One species of gnetum is cultivated in java for shoots which are cooked in coconut oil and eaten. Seeds of some species of cycas are roasted and brought as food. The seeds of Ginkgo biloba are nutritious.

6.) Taxol 

Taxol is a drug obtained from the bark of Taxus brevfolia (Yew plant). Unlike most other cancer drugs, which keep cancer cells from reproducing by damaging their DNA, taxol “freezes” the cancer cell early in the process of cell division as a result the cells die.

Unfortunately, there is far fewer taxol available than required to satisfy the necessity. Today taxol is chemically synthesized.

The drug ‘ephedrine’ widely utilized in the treatment of asthma and other respiratory problems, still is extracted from the Chinese species Ephedra, however, most of the drug is now in use in synthetically produced.

Key Points about Gymnosperms

  • Gymnosperms are plants that cannot produce flowers and belong to the sub-kingdom Embophyta.
  • They cannot form fruits and their seeds aren’t enclosed in an ovary or fruit. They (seeds) are present on the surface of the leaf-like structures(Scale leaves).
  • They are classified as
  • Coniferophyta
  • Cycadophyta
  • Ginkgophyta
  • Gnetophyta
  • Gymnosperms are present or seen in the boreal and temperate region’s forests.

Frequently Asked Questions

Q. What are gymnosperms?

Ans: Gymnosperm is a seed-producing plant that includes conifers, cycads, gnetophytes, and ginkgos. They can not produce flowers or fruits and have seeds without seed coats(Naked seeds).

Q. Do gymnosperms have an embryo? 

Ans: Yes, the embryo is present in gymnosperms. In gymnosperms, the ovule forms the seed encasing the embryo and endosperm in a seed coat, but it does not develop into a fruit after fertilization only seed is produced.

Q. Give a few examples of gymnosperms.

Ans: Some examples of gymnosperms are as follows.
Cycas, pinus, Thuja, Cedrus, Abies and Larix etc.

Q. How are gymnosperms different from angiosperms?

Ans: Gymnosperms are called non-flowering plants while Angiosperms are called flowering plants.  Seeds of angiosperms are enclosed in the ovary (a fruit) whereas gymnosperms don’t form flowers or fruits and have naked seeds present on the surface of leaves.

Q. How are the gymnosperms classified?

Ans: The gymnosperms are classified as follows:-

Q. Which stage dominates the life cycle of gymnosperms?

Ans: The dominant stage in the life cycle of the gymnosperms is the haploid stage. In this stage, many-celled haploid gametophytes are produced from the spore and produce haploid(with a haploid number of chromosomes) gametes.

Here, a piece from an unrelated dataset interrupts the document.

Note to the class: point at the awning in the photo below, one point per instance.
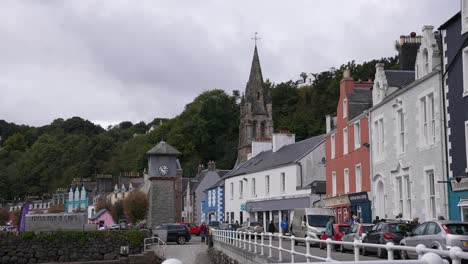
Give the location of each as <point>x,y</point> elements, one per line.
<point>280,204</point>
<point>463,202</point>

The gametophyte when it matures(or becomes adult) produces male and female gametes. These gametes join to form a diploid zygote.

Q. Where are gymnosperms found? 

Ans: Gymnosperms are usually found in colder regions or in hilly areas where the temperature is low Muree, Sweat, and in hilly areas when snowfall occurs. However, cycads are found in dry and tropical regions of the world.

Q. What are gymnosperms that give two characteristics?

Ans: Gymnosperms are a group of plants that have the following special characteristics: They do not have a seed coat(naked seeds) or shell around their seeds. They can not produce flowers and they have cones instead of flowers.